The project’s objective is to demonstrate that standard modulus carbon fiber can be made from textile grade PAN precursor reportedly using less energy and processing time. Roughly half of the cost of producing carbon fiber is attributed to the cost of the acrylic fiber, commonly called PAN, used as starting material. The other half of the cost comes from the conversion process from PAN to carbon fiber. Plasma oxidation technology has been demonstrated by numerous international carbon fiber makers to be faster and use less energy while making a better fiber. According to 4M, combining the benefits of this technology with the low cost of textile fiber has the potential to cut the manufacturing cost by 50%. Lower costs could potentially make carbon fiber available for more automotive light weighting uses and open up markets for strong and lightweight materials that have been constrained by high manufacturing cost. The atmospheric plasma oxidation technology was developed by ORNL and RMX Technologies and exclusively licensed to 4M for commercialization.

Dr.

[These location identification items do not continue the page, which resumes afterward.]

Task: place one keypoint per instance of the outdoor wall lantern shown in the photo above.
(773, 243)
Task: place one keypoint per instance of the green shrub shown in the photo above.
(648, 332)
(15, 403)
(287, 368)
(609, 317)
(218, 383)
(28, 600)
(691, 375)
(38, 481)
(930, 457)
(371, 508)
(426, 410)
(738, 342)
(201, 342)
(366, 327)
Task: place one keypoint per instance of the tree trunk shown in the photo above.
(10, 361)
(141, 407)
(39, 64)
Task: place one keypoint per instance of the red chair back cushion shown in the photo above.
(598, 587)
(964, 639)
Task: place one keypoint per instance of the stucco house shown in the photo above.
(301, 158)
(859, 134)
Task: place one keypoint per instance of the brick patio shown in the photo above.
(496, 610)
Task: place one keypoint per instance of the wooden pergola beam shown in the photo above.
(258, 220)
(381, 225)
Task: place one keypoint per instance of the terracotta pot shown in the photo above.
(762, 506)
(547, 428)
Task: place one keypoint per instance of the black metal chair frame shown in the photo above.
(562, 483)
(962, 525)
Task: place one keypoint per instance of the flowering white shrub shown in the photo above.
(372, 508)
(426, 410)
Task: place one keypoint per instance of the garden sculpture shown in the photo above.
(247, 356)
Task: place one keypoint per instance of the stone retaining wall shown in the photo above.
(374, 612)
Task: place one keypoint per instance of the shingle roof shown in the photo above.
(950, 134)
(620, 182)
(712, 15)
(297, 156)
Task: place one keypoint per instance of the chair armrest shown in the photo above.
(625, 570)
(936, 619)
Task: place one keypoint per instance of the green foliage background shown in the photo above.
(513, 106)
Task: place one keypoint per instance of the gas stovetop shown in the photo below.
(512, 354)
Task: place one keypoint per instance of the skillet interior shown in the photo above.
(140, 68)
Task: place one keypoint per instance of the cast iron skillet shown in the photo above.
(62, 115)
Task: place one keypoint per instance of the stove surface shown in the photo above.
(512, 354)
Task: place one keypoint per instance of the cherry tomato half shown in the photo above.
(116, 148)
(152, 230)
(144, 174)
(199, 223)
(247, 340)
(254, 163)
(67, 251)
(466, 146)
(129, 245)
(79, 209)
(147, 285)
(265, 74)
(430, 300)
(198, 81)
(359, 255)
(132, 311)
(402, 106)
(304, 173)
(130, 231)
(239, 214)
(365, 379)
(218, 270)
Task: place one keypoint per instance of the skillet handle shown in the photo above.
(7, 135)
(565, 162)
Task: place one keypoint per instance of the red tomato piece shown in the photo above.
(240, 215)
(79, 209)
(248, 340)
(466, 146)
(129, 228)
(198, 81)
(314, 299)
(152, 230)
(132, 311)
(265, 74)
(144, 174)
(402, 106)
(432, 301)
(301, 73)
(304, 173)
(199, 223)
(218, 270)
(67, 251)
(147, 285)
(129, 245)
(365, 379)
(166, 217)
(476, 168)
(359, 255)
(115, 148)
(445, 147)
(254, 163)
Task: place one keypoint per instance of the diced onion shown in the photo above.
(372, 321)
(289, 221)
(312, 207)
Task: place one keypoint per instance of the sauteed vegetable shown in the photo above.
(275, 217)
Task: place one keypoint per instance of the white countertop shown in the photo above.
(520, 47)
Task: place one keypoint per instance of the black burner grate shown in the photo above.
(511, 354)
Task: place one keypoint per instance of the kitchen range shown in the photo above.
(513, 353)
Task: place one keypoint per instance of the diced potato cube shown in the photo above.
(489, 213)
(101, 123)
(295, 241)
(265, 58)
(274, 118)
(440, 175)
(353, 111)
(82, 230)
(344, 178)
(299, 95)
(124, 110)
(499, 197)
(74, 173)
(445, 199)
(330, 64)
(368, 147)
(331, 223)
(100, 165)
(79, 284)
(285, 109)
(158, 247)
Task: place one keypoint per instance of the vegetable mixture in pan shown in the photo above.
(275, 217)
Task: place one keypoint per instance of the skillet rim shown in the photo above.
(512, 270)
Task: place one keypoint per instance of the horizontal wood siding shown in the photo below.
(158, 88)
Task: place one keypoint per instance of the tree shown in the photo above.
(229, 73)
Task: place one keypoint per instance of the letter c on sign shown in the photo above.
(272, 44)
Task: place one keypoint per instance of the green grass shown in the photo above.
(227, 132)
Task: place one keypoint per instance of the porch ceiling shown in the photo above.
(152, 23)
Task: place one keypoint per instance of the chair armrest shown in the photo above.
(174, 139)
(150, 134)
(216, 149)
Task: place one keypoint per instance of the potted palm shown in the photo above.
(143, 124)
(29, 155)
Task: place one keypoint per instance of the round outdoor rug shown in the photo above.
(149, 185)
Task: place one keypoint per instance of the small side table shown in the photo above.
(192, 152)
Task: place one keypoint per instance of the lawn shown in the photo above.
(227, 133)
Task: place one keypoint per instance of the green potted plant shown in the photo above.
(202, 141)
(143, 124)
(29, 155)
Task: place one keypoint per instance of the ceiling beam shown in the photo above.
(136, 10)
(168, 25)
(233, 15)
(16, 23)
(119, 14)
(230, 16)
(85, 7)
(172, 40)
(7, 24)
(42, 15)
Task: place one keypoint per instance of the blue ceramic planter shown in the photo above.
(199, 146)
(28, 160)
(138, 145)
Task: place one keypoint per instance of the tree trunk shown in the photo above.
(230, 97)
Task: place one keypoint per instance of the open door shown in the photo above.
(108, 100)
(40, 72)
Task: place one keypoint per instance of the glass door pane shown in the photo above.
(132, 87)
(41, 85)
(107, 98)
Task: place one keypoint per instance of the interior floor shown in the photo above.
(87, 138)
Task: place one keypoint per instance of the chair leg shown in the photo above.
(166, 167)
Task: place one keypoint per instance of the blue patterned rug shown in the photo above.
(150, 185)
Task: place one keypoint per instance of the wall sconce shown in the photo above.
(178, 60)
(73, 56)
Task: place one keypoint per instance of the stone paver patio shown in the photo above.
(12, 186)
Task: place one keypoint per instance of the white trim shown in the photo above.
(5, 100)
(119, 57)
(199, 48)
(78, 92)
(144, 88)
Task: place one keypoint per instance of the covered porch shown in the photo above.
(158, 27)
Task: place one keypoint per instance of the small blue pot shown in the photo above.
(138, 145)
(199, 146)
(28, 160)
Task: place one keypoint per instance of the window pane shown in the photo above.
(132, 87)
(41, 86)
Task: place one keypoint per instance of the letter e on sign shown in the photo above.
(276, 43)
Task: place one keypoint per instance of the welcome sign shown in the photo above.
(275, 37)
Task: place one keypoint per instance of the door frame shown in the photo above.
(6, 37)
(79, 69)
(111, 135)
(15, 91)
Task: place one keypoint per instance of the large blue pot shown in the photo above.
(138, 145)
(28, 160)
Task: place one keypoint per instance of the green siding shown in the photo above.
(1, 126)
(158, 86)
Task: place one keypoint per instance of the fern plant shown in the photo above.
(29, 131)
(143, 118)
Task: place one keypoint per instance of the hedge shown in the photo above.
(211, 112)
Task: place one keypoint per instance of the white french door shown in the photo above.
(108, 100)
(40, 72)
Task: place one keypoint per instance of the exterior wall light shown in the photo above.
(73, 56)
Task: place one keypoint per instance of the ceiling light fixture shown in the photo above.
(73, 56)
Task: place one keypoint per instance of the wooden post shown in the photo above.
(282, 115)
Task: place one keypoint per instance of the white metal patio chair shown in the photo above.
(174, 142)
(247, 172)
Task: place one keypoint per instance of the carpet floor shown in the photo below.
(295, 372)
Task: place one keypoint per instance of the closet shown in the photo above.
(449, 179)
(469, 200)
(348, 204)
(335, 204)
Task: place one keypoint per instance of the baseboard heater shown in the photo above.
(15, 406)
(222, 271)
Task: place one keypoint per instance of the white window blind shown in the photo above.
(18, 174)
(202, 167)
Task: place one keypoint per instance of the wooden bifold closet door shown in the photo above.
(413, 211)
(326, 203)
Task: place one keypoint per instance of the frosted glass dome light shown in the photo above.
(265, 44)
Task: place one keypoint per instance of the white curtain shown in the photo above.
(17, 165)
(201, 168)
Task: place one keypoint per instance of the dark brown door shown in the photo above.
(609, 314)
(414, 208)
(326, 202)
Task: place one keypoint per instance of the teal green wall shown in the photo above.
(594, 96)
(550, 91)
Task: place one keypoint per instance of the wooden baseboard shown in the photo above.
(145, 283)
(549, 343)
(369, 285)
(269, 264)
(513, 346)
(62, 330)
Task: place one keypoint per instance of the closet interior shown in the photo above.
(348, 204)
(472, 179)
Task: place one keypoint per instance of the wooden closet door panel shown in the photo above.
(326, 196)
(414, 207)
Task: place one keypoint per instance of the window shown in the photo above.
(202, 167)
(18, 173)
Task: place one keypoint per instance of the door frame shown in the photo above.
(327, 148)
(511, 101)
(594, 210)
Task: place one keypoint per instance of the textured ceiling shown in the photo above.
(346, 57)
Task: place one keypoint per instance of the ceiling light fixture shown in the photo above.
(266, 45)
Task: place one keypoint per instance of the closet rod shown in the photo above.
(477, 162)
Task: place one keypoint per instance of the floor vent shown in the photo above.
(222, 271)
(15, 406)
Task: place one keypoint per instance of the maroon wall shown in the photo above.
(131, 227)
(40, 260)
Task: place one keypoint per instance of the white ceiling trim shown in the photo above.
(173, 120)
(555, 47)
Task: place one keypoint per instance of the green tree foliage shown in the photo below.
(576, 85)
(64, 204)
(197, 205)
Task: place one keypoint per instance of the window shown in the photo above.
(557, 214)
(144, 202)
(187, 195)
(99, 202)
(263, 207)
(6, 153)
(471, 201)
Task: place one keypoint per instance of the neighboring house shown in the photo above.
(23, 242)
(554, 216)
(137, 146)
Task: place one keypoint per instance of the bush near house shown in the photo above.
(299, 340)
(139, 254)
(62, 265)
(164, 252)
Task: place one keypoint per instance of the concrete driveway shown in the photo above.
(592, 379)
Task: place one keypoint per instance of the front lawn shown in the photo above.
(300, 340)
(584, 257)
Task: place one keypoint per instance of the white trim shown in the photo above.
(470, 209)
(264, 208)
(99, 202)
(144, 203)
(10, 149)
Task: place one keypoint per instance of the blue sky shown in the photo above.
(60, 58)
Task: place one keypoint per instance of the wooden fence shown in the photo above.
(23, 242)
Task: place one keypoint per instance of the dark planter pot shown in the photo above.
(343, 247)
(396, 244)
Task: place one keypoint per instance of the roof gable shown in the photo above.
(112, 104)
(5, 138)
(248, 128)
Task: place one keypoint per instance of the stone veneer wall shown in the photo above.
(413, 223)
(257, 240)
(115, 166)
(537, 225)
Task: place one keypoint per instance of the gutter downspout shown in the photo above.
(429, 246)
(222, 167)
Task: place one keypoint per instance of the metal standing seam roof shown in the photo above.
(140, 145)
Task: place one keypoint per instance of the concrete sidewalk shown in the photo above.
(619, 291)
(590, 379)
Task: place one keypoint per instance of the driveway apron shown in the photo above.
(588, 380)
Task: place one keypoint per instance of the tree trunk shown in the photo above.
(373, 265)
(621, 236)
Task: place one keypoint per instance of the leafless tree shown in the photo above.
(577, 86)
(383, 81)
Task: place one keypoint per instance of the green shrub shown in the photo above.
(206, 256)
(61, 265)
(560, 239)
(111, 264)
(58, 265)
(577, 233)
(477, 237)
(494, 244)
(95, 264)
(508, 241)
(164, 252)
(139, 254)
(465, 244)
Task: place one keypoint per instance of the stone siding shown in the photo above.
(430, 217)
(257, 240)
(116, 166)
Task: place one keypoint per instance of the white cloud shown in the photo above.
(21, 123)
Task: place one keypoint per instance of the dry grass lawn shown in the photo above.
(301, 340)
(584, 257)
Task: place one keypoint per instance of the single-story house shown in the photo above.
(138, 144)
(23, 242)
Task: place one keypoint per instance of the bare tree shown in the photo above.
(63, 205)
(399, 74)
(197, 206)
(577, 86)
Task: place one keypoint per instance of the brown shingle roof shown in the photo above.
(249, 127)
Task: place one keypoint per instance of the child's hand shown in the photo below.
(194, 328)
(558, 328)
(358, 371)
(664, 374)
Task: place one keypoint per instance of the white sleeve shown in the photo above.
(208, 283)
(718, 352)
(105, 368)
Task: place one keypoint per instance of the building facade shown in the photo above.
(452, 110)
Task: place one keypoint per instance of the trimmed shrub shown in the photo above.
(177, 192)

Dayakar Penumadu, who holds a Fred N. Peebles Professorship in the College of Engineering, will serve as a lead investigator at the University of Tennessee leveraging significant resources for this project through the Joint Institute for Advanced Materials (JIAM, Knoxville, TN, US) and Science and Engineering Research Facility (SERF, Knoxville, TN, US) laboratories.

“Low-cost carbon fiber composites have the potential to transform structural and functional materials, they provide a materials/structural designer/manufacturer with a material whose stiffness is higher than steel with weight lower than aluminum, and most importantly, one that can withstand harsh environments without problems associated with corrosion,” Penumadu says.